# Weeping Tile Replacement .vs. Install Sump Pump



## masterblaster (Nov 1, 2005)

Hello,

We have a late 1950's bungalow and the basement has been leaking water in a few areas. No heavy flooding, just leaks... but enough leaking and water to cause mold and concern.

We want to finish the basement, but need to address this matter first. We received a quote from a company which does not dig on the outside, rather they recommend installing a full sump pump solution. Including the sub floor and vapor barrier, it'll come to just under $18K CAD.

I've been advised by an Engineer that this is not solving the problem, because it allows water to continue to get in. He advised that we should replace the weeping tiles instead. We don't have much landscaping around the house (not a costly replacement on that front), but we do have a concrete front porch.

There is a considerable amount of water around the house as runoff from the neighbours' comes our way, and we definitely will benefit by fixing the grading outside since it's in bad condition.

I've heard nothing but horror stories about sump pumps, especially since we already have a weeping tile system.

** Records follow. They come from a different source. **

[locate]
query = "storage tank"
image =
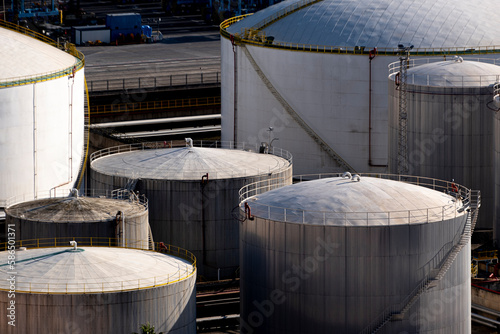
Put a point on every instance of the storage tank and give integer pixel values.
(122, 216)
(342, 255)
(42, 114)
(310, 70)
(192, 192)
(97, 289)
(451, 124)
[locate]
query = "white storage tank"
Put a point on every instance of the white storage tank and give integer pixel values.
(317, 58)
(497, 168)
(451, 124)
(42, 115)
(97, 290)
(192, 193)
(122, 216)
(349, 255)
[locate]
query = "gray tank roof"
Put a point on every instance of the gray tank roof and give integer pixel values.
(91, 269)
(23, 56)
(383, 23)
(188, 163)
(75, 209)
(326, 201)
(454, 73)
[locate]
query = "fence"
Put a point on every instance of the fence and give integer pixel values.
(174, 80)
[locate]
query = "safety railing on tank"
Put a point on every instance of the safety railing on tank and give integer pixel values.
(260, 39)
(201, 143)
(459, 200)
(103, 287)
(119, 194)
(444, 80)
(39, 77)
(155, 105)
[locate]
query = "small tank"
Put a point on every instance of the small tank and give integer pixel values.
(357, 253)
(61, 288)
(122, 216)
(193, 192)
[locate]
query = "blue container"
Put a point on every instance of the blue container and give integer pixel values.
(125, 24)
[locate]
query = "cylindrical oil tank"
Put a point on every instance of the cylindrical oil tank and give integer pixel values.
(193, 193)
(42, 115)
(327, 61)
(451, 121)
(123, 219)
(339, 255)
(97, 290)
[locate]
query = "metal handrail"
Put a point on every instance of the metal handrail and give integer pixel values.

Any recommendations/thoughts for:
1 - replacing weeping tiles .vs. adding sump pump
2 - cost we should expect, house is under 2000 sq. feet
3 - recommendations for contractors in Toronto
4 - anything else we need to consider
?

Thanks.


----------



## JustaFramer (Jun 17, 2005)

One would be to seal the stem walls on both sides. There is also a fabric material that is used after the sealer is applied that blocks moisture. It is put ont he outside. If you have excess water running in from the neighbors also consider yard drains and piping them to the gutter system. if not pipe them to a more suitable run off area.


----------



## K2eoj (Aug 14, 2005)

Surface drainage can often be fixed by regrading and keeping landscaping away from the house. I built up around a house with what we call road base and this material sheds water nicely. One problem there is it may take a few years to decide if the fix worked. Another thing I would be interested in knowing is if there is any ground water beneath the house. Ground water will rise in a wet year and surface drainage probably won't help. I'd be looking for more opinions on your particular problem and if your not in too big a rush you can probably figure out what is really going on.


----------



## pipeguy (Nov 22, 2004)

If you're 'weeping tile' system outlets to daylight, and the outlet point is not subject to being submerged during storm events, then my opinion is the tile system is better. Pumps are always subject to failure and only fail when they're needed (otherwise they're not running).
Permanently drying up the basement is a multi-prong process that includes adressing the surface issues noted in the posts above. In a nutshell you'd want to seal the exterior of walls, install horizontal foundation drains, install vertical wall drains, place controlled foundation backfill, properly grade surface, install apprpriate roof drain system and landscaping.


----------